Etiquette and Ordering

  1. Pick a tea to drink first.
  2. Take the lid off the teapot if you need water and wait for your server.
  3. Order your meal from a pushcart at a traditional dim sum restaurant.
  4. Use check-list menus like menu cards instead of waving an arm in the air to order your food.

What to Order

The following are popular dim sum dishes:

  1. Har gow—shrimp dumpling (steamed)
  2. Siu mai—pork dumpling (steamed)
  3. Cha siu bao—BBQ pork bun (steamed)
  4. Taro dumpling—(fried)
  5. Xiao long bao—soup dumpling (steamed or fried)
  6. Shrimp rice noodle roll—(cheung fun)
  7. Pork and vegetable dumpling—(soup dumplings) (fried)
  8. Chow fun—rice noodles with beef/chicken/pork
  9. Dumpling soup—a clear broth with dumplings (steamed)
  10. Wonton noodle soup—(with or without wontons)

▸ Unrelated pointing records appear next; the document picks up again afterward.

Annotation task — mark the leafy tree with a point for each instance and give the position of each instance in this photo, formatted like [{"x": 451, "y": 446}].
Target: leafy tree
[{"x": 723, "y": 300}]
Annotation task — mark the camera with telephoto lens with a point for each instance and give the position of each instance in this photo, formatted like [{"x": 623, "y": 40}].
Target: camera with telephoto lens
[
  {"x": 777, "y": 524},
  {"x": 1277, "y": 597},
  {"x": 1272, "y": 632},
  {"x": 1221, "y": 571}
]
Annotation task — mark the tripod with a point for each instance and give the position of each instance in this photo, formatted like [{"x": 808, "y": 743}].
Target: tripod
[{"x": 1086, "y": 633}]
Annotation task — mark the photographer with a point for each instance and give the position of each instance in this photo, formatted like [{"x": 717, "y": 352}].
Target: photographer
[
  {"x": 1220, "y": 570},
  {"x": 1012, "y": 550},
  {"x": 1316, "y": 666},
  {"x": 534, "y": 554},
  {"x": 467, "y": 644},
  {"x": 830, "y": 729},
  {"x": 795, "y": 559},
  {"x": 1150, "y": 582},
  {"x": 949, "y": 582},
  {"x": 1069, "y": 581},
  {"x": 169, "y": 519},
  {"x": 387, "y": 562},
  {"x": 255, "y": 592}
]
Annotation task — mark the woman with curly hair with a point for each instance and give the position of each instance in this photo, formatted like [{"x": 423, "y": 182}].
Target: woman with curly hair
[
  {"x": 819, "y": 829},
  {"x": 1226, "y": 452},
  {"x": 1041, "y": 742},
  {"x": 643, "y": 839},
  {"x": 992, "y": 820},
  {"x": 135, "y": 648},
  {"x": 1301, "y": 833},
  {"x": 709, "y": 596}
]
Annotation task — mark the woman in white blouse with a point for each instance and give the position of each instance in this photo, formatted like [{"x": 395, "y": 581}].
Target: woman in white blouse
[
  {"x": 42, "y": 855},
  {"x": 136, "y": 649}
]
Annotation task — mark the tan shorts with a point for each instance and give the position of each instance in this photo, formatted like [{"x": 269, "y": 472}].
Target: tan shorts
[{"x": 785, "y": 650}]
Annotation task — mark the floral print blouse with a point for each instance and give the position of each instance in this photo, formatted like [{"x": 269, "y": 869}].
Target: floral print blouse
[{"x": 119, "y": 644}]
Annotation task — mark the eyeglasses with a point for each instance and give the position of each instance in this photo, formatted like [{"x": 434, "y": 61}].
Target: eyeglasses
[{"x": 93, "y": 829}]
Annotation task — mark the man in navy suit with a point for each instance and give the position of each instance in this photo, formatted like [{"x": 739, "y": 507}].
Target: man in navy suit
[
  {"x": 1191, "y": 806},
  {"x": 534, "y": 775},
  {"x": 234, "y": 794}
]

Shrimp dumpling (har gow, xia jiao) — One of the most popular dishes at dim sum, these are chunks of shrimp encased in a thin translucent dumpling wrapper and served in a bamboo steamer.

Shumai (siu mai, shao mai) — These are thin, round wrappers in a cup shape and hold a filling — usually of pork, shrimp, or a combination of the two; and often a small amount of vegetables like bamboo shots, black mushrooms, and water chestnuts.

BBQ pork buns (charsiu bao, chashao bao) — These are fluffy, bready white buns stuffed with sticky and sweet barbecue seasoned pork and served in a bamboo steamer.

Char siu bau – are usually eaten with a sweet and tangy sauce called hoisin.

Chewy, rice flour noodles topped with a variety of ingredients including roast duck, pork belly and shrimp.

Chicken feet – (tau zi fung zao, chizhi feng zhao) – These are whole, deep-fried and braised chicken feet that have been cooked in a rich black bean sauce until tender.

Egg tart – (dan tat, dan ta) – These tarts have a flaky pastry and sweet, rich custard filling that originate from Macau.

Rice noodle rolls – (cheong fun, changfen) – These are large, thin, usually handmade steamed rice noodles rolled around a tender shrimp or meat center or a crispy fried dough filling.

Bun cha gio — Vietnamese stir-fried pork and vegetables in a savory soy sauce broth served on a soft bun with lettuce and cilantro leaves.

Final Thoughts

Today, dim sum is enjoyed by people all over the world. It’s a popular meal to enjoy with friends and family, and it’s often served as part of a larger brunch or dinner.

Happy Trails,

SIG DoraKSaparow 1

P.S. We will be trying Dim Sum at a local restaurant in 3 days. Now that I have a general idea what it’s about, I am looking forward to it. Afterwards, I’ll add my thoughts about how it goes to this post.